Странно мне было слышать о совместных выходных и праздниках у коллег по работе, ведь Виктор Иванович и я, его подопечный в хирургическом кабинете, даже редко когда разговаривали друг с другом не о пациентах. Но однажды я всё же не вытерпел:
– Ну вот, спасли, казалось бы, ещё одного безнадёжного бедолагу! Неужели вы даже не улыбнётесь? Да что же с вами такое?
На секунду мне показалось, что в его глазах что-то сверкнуло, но это оказались очки, плотно прилегающие к носу врача.
– Не идёт дело… не идёт.
– Что? Какое ещё дело? Вот же, смотрите, дорогой Виктор Иванович, все живы здоровы!
Но я заработал лишь ещё один мимолётный блеск серебристых очков и кроткое «не отвлекайся», хотя отвлекаться уже было не на что. Желание узнать, в чём дело, и если будет необходимость, предоставить свою помощь, только сильнее запылало жарким огнём в моём сердце. Но на сегодня разговор уже был исчерпан, поэтому я поплёлся домой, обдумывая, какая сильная буря могла так сильно засыпать человеку глаза, что он перестаёт видеть всё вокруг, кроме рутинной работы.

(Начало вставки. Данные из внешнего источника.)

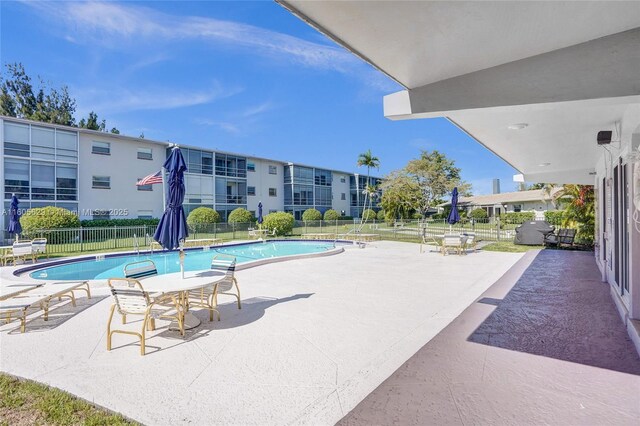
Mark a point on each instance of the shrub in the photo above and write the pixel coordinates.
(101, 223)
(35, 220)
(369, 214)
(331, 215)
(240, 215)
(554, 217)
(202, 216)
(516, 218)
(282, 222)
(311, 214)
(478, 214)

Однажды я решил наведаться прямо домой к Виктору Ивановичу, хоть и не был абсолютно уверен в том, что не останусь стоять за дверью до самого утра. Но прежде чем постучать в массивную железную дверь, я приложился ухом к замочной скважине. А услышал я то, чего не слышал, наверное, несколько лет. Его смех. Удивительно, каким звонким оказался его бас, какой детской весёлостью было наполнено каждое «ха-ха-ха». Гадая, над чем же так сердечно потешается Виктор Иванович, я смог постучаться только минуты через три. И, кажется, сделал это зря, так как смех тут же прекратился, будто кто-то заморозил голосовые связки многоуважаемого хирурга.

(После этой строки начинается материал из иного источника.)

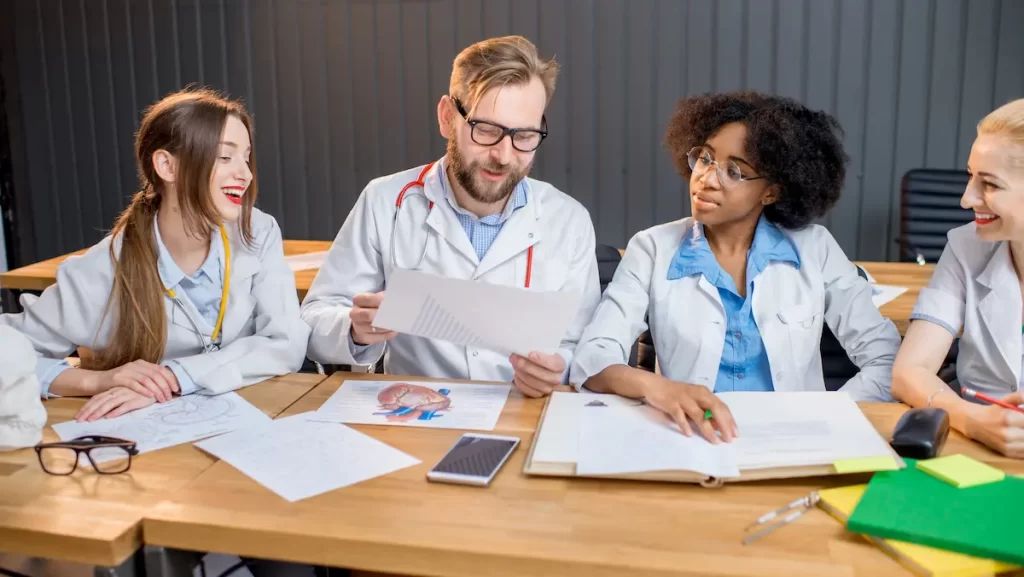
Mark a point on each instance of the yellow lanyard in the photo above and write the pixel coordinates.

Виктор Иванович пристально посмотрел в глазок, затем нехотя отворил дверь и уставился на меня таким строгим взглядом, что мне захотелось закрыть дверь с внешней стороны и больше никогда не беспокоить этого странного человека. Лишь в первую секунду, когда наши взгляды пересеклись, мне показалось, будто глаза его были чуть менее пустыми, чем обычно. Все оттенки коричневого и серого были собраны здесь, в квартирке хирурга. Я успел заметить кусочек обоев, уныло свисающий со стены, да небольшую табуретку, а под ней две пары обуви. Странно, ведь такие люди как он, обычно прилично зарабатывают! Двери были наглухо закрыты, а всё остальное я просто не мог разглядеть за врачом.